Spice aims to provide a complete open source solution for interaction with virtualized desktops
- Name: Alexander Larsson
- Email: firstname.lastname@example.org
- Targeted release: Fedora 14
- Last updated: 2010-09-16
- Percentage of completion: 100%
- All spice 0.6 packages are done
- qemu-0.13.0-0.6.rc1.fc14 has spice support
The Spice project deals with all of the infrastructure involved in connecting to and operating desktop environments remotely. It's main focus is on virtualized devices within qemu virtual machines, but it also provides a pure X frame buffer solution known as XSpice.

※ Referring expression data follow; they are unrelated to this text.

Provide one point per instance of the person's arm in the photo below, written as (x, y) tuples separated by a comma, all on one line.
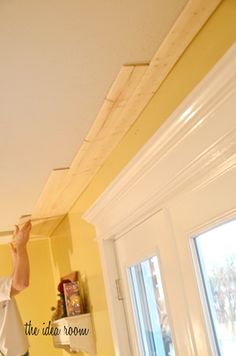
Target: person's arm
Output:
[(21, 269)]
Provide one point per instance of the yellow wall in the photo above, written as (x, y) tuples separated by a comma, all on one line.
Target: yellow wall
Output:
[(73, 245), (218, 34), (36, 301), (74, 248)]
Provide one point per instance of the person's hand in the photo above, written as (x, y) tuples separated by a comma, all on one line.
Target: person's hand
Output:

The Simple Protocol for Independent Computing Environments (SPICE) is used for client-server communication. Spice adds a QXL display device to QEMU and provides drivers for this device for both X and Windows. It also provides a Spice server and VDAgent to handle connections and transmit the information via the SPICE protocol to clients. The Spice project provides a Linux, Windows, and HTML5 client. There are experimental Mac OS X and Android clients as well.

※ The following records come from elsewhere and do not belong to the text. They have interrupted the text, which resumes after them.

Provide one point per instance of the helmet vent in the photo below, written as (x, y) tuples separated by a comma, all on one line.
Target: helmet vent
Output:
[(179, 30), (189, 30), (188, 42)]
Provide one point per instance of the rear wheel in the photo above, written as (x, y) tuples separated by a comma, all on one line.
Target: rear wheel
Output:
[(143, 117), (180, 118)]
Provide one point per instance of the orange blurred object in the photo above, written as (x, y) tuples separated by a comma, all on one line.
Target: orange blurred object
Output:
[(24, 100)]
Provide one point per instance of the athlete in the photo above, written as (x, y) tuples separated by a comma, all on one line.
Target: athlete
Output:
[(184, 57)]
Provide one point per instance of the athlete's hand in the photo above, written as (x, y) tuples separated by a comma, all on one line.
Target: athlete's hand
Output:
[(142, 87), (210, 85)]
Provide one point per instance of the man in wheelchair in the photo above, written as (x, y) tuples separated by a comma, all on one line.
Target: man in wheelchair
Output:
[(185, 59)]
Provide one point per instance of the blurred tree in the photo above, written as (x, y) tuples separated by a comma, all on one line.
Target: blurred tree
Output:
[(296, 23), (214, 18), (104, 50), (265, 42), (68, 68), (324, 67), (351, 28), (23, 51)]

Features supported in the protocol are:
- Accelerated 2D graphics
- "Hardware" cursor support
- Audio playing
- Audio recording
- Image compression, both lossless and lossy (for WAN support)
- Video detection with MJpeg streaming
- Client side mouse pointer support
- Drivers for: X, Windows (xp, vista, win7)
Red Hat acquired Spice together with kvm when it aqcuired Qumranet, and has invested significant effort into opening it up, cleaning up dependencies, etc.
Benefit to Fedora
In the long term, Spice will let Fedora provide a better user experience in desktop virtualization. In the short term, Fedora gains an interesting new open-source technology that many people want to try out.
- Spice support needs to be added to the Fedora qemu package
- Need to package celt 0.5.1 as celt051 package (for the specific bitstream format spice uses) [bug #612979] [packages]
- Need to package spice-protocol [bug #612943] [packages]
- Need to package spice, giving spice-server and spice-client packages [bug #613067] [packages]
- Need to update xorg-x11-drv-qxl package for latest spice version
Other (non-mandatory) spice-related bits useful to have in Fedora:
- Spice guest agent for linux [bug #613654]
- mingw32 versions of the spice packages for cross-compiling windows apps + drivers on Fedora.
A common use for spice is to run windows client, and spice ships with several windows parts:
- A video driver.
- An agent for doing operations inside the guest.
- virtio serial driver for talking to the agent.
It might be interesting to package these in fedora somehow so that its easy to deploy them. Note that the fedora package guidelines don't allow shipping pre-compiled blobs. Which implies we must build the windows binaries in mock/koji. Which implies we must be able to cross-build all bits using the mingw compiler.
How To Test
The server part of Spice requires a x86-64 machine, and ideally should have hardware virtualization support (kvm) although this is not strictly required.
The client currently works on x86-64 and x86, but we're working on porting it to more architectures.
To test spice, install a qemu with spice support and spice-server on the server machine, then start qemu with options something like this:
qemu <disk-image> -usbdevice tablet -soundhw ac97 -vga qxl -spice port=5930,disable-ticketing -enable-kvm
or with passwords:
qemu <disk-image> -usbdevice tablet -soundhw ac97 -vga qxl -spice port=5930,password=<secret> -enable-kvm
On the client, install the spice-client package and start it like:
spicec -h localhost -p 1234 -w <secret>
This should let you access the machine. You should now install the qxl driver and optionally the agent (only available for windows) in the guest. If you do not do this you're running in vga mode which is quite slow and inefficient.
The initial version of spice is not integrated with the virtualization management in Fedora (libvirt). We're working on this, but its not expected to happen in F14.
Drop the qemu patch, stay with current qemu frontends
Note that most of the official documentation is generally badly out of date.
- Fedora 14 introduces the Spice framework for desktop virtualization.